The first stage of a £14 million project was completed at the location of the three Giza Pyramids yesterday as part of a plan to modernise the World Heritage site. The last of the surviving seven wonders of the ancient world are now surrounded by a 12 mile fence with infrared sensors and security cameras, ensuring that local vendors are kept at bay.
Anyone who has experienced the Pyramids on an Egypt holiday before would have been greeted by little more than a stone wall and a vast stretch of open desert, something which failed to deter hawkers from nearby slums, who often pushed their selling methods to the limits, sometimes with aggression. Officials were also keen to deter overzealous tourists who often abused access by attempting to scale the sides of the pyramids, and occasionally suffering a fatal fall.
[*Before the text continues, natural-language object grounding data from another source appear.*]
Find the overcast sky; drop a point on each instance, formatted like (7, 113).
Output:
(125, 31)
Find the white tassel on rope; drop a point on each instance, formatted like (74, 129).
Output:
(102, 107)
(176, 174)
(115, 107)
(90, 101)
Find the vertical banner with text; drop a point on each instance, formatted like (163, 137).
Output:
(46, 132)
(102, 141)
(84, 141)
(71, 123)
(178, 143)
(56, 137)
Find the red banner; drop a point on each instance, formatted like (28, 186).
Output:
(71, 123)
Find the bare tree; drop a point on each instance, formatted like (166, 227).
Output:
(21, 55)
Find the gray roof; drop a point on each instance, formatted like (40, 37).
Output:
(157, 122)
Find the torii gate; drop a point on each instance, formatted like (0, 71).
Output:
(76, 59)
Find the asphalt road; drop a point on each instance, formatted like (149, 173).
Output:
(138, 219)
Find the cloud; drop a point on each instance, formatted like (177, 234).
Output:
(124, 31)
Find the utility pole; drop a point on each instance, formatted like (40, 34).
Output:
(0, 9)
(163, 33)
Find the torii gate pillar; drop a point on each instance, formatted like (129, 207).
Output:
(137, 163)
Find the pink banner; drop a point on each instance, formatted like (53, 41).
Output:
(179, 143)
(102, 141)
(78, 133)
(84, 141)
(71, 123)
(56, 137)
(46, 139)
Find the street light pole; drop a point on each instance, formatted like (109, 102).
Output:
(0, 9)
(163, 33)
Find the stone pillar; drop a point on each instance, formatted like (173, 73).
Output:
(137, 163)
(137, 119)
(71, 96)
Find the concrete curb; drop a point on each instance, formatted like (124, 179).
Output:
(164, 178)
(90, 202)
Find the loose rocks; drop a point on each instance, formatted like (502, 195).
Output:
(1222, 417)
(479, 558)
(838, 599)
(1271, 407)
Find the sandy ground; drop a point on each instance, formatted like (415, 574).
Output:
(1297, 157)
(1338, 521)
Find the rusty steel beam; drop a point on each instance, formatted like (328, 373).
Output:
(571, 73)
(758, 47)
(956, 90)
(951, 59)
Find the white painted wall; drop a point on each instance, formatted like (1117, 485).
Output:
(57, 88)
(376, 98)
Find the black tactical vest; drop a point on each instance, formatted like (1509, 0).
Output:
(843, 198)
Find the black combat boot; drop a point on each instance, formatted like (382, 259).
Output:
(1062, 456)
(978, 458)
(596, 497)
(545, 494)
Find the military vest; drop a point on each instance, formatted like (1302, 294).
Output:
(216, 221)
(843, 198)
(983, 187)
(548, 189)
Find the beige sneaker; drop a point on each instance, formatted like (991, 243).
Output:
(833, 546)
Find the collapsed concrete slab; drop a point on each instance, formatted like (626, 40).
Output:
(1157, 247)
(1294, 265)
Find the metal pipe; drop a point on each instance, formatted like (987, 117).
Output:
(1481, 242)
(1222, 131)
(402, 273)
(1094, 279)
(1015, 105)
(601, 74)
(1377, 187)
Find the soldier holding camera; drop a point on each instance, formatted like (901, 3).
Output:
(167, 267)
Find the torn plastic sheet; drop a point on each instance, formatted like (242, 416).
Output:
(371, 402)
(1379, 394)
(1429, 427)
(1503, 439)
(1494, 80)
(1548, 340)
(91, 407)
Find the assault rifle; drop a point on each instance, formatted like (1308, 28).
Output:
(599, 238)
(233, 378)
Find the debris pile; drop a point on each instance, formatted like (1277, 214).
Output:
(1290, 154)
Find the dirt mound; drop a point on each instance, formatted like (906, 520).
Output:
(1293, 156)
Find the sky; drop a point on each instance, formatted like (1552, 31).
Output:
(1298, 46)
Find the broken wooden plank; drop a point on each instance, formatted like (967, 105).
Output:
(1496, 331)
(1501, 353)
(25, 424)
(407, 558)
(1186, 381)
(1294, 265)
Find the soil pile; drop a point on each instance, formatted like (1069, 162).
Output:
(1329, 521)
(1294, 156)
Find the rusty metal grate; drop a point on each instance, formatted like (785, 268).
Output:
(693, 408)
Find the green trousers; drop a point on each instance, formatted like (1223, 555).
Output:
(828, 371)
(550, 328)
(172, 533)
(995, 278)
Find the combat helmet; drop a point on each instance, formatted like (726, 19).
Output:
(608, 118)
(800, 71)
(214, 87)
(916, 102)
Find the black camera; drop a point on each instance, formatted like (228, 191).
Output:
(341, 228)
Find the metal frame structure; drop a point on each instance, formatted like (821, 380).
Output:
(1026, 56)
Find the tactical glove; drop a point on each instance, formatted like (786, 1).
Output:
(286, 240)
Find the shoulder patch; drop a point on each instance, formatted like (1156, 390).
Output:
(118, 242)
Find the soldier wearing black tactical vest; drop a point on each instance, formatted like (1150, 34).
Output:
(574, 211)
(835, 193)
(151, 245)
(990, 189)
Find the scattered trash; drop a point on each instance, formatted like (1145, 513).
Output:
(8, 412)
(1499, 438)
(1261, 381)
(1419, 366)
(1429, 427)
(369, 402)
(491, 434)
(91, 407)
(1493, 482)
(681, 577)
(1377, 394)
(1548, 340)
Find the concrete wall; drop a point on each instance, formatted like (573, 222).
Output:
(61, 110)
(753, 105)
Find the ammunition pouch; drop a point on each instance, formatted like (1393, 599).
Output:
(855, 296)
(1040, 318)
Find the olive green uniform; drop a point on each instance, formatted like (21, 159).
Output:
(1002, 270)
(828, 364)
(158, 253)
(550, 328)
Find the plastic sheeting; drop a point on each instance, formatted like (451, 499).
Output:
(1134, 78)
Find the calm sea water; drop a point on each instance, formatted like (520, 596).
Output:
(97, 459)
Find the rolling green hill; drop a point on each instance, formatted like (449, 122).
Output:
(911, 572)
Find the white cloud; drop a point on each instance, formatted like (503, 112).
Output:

The developers insist that the attraction is now more tourist-friendly with a brand new lighting system, a cafeteria, visitor’s centre and a bookshop. Egypt’s chief archaeologist Zahi Hawass famously called the site a ‘zoo’ before the construction of the exclusion zone which now surrounds the three Giza pyramids and the Sphinx, which sit just outside of Cairo.
Shaban Abdel-Gawad, head of the Egyptology department at Egypt's Supreme Council of Antiquities said the recent developments, which began several years ago, would make the site ‘much nicer for the tourists’. Eventually, it is expected that golf cart style vehicles will ferry tourists around the site, similar to those already in place at the Valley of the Kings in Luxor.